Sean Roldan goes back to the roots with Coke Studio Tamil's Oh Hoi

Music composer Sean Roldan talks about his latest single, Oh Hoi, for Coke Studio Tamil season 2
Sean Roldan
Sean Roldan

He is one of the most sought-after music directors in the film industry today. Despite his packed schedule, singer and lyricist Sean Roldan has managed to straddle films and independent music efficiently.

The latest offering from his kitty is the sixth single for Coke Studio Tamil Season 2, Oh Hoi, a peppy single that seamlessly blends modern pop with traditional Irula tribal music. Sean explains the process behind the making of the song, the diverse collaboration, and more.

What inspired you to make this single?

I have been meeting and interacting with the Irula community ever since I began working on my film, Jai Bhim. I found those interactions engaging. They were quite hardworking and had a die-hard spirit in them. I got an opportunity to listen to their music at that time. When the offer for Coke Studio came, Arivu (singer) was researching on tribal music. I broached the idea of making music with the Irula community, and we took the plunge.

Did you draw references from your interactions during Jai Bhim for this single?

The community’s music has not grown beyond its bubble, and in a way, it is protected. But the impediment is that no one can access this music, and it is not mainstream. If you ask me about the lessons I have learned from the interactions, the biggest one is that, in this rat race, we have forgotten what life is. At the same time, we cannot deny the fact that people in the city have accomplished certain things. The intention was to complement both aspects in the song.

How did you blend contemporary music with folk music?

I have done a lot of that in music, including in my film, Joker. The actual challenge was to retain the soul of Irula music. We were very particular that it should be a conversation — a dialogue between a man who has travelled the world and the Irula people, who live in harmony with nature. The lyrics should bridge the gap between the duo. Both express their perspectives on life.

Tell us about the experience of joining hands with Arivu, Benny Dayal, and the band, Mullai Kalai Kuzhu.

Arivu is like a brother to me. I admire him and the zeal with which he pens songs.
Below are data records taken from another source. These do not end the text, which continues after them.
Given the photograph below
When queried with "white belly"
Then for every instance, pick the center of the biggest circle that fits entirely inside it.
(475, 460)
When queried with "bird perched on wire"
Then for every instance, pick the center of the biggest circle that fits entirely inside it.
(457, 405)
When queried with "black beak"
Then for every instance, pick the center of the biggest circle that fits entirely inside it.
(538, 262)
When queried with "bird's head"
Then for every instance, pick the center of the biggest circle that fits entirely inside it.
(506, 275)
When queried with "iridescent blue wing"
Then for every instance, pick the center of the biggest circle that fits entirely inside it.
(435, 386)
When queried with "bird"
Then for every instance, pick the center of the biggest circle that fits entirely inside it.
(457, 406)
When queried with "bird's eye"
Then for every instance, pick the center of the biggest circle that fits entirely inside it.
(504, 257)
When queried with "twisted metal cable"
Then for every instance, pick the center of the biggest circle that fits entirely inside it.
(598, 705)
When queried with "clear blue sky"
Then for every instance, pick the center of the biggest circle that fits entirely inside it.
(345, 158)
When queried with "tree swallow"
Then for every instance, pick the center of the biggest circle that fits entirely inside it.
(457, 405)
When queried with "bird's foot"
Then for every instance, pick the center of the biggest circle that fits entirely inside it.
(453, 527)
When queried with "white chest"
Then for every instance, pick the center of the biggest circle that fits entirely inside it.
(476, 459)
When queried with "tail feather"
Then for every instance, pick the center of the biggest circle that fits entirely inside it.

He can use a word from North Madras and Elakkiya Tamil in the same line. As for Benny, I have wanted to work with him for a long time. So, this was a good opportunity to collaborate with him. He brought a lot of vibrancy to the song. I had a good number of conversations with Mullai Kalai Kuzhu. They know their music well. We are happy that we pulled this off because it’s not an easy feat to bring such diverse people together.
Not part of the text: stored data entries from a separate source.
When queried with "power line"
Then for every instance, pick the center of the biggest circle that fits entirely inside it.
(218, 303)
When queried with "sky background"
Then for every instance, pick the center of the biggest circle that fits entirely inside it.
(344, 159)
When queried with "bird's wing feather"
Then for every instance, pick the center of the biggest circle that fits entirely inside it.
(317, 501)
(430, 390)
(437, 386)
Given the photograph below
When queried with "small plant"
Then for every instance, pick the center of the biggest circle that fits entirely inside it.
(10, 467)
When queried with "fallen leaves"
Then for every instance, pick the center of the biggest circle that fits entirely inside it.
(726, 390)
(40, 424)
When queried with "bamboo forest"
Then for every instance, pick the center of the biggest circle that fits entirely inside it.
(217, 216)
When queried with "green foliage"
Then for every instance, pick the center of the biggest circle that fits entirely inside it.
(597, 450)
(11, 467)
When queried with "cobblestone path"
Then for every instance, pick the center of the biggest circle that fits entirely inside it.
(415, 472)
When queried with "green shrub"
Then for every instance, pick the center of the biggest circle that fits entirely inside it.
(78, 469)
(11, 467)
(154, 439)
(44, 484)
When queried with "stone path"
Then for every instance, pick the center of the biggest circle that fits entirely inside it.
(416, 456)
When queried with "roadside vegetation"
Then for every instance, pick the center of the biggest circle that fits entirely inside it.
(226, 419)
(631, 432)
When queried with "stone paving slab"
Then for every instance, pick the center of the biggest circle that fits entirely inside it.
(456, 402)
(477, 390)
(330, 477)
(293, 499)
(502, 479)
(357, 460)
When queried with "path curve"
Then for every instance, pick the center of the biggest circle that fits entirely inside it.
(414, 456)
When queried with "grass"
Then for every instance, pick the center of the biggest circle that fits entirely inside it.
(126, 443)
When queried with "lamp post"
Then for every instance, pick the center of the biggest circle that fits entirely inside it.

You have used molam, urumi, and other instruments for the song. How important is it to bring these instruments into the spotlight?

Our brains are predominantly stuck with Thol Karuvigal (percussion instruments). But we need to understand that a mridangam is not very different from a kanjira (an instrument of the tambourine family). They are all based on the same principle. See, I am not a guardian of culture. But I think that there must be innovations in folk music. We can’t just say we have been playing this way for thousands of years. You can play music differently today. And by doing that, you won’t break away from or lose a tradition. Awareness about a tradition will only come through innovation. You have to make culture riveting for people. Also, there are no complex instruments. We still play thavil. Rudra veena and Gethu vadyam are also around. The magic lies in how you play these instruments.
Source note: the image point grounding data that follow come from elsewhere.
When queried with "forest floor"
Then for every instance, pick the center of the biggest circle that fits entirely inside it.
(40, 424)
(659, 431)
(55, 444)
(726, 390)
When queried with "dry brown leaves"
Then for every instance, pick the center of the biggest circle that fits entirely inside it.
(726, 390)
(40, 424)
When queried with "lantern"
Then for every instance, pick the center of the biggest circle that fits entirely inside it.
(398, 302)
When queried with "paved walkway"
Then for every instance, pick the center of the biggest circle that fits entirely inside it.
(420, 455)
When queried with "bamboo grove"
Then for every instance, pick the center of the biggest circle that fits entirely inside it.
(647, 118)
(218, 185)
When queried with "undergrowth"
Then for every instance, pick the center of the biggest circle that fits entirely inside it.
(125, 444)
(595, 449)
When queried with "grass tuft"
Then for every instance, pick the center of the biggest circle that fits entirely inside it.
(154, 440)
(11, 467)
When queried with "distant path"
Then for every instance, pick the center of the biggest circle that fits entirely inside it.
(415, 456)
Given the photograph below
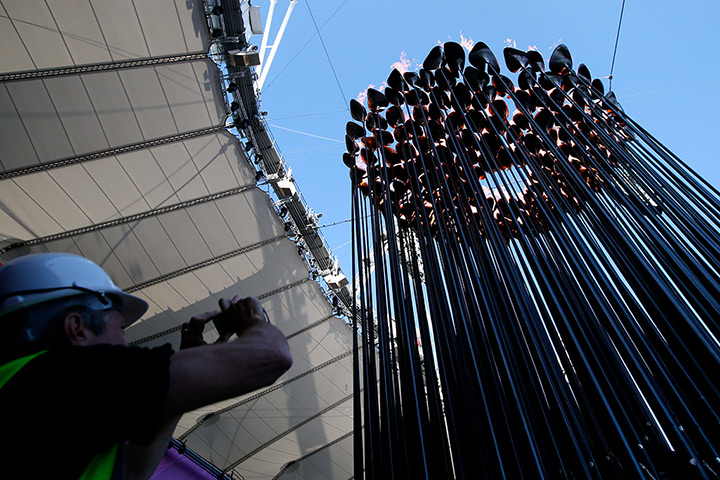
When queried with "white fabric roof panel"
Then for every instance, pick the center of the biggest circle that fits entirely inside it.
(41, 35)
(201, 247)
(55, 118)
(66, 198)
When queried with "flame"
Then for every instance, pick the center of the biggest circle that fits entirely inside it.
(403, 65)
(468, 43)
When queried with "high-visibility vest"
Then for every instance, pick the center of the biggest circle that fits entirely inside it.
(101, 465)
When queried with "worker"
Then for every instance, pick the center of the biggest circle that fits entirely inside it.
(77, 402)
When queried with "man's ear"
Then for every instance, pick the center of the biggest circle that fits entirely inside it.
(75, 330)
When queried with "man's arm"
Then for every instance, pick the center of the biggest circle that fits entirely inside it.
(201, 374)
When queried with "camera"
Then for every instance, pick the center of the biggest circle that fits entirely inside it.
(222, 324)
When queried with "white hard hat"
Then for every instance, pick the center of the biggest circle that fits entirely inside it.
(38, 278)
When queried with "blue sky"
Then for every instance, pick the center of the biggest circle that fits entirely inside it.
(666, 74)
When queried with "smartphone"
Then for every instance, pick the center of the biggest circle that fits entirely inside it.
(223, 325)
Coming back to instruments, Parai is now mainstream.

I am glad because it’s one of the oldest instruments. Parai is a difficult instrument to play, and its holding position itself is unique and crucial. But even Parai needs to be innovated for it to become special. I am happy that it is now used extensively in cinema.

How do you pursue a song when you work on a film or an independent single?

Both forms have their challenges and merits. While working on a film, there are myriad motives to make a song. While some songs are scene-oriented, others are stand-alone. The songs are as universal as possible, and everybody can access them. But in independent music, you just have to communicate what you want and what you intend for the end user. However, there are financial constraints. You can’t shoot anywhere.

How is the music of your film, Raghu Thatha coming along?

The music is quite different from what I have done in a long time. We had a lot of fun working on that album. It is a weird mix of genres, just like Mundasupatti.

And what about Mannangatti: Since 1960?

It’s an entertaining and adventurous film. We have some intense music in it.

When you look back at your decade-long journey, do you feel contented?

Of course, I’m satisfied with my success. I make music I would like to hear. What I have tried to do in the last 10 years is not compromise and never let the quality slide. The industry treated me well, and the last decade has been extremely special for me. There was a time when I could say that success was not important to me. I can’t say that anymore. The challenge is to make unique and successful music.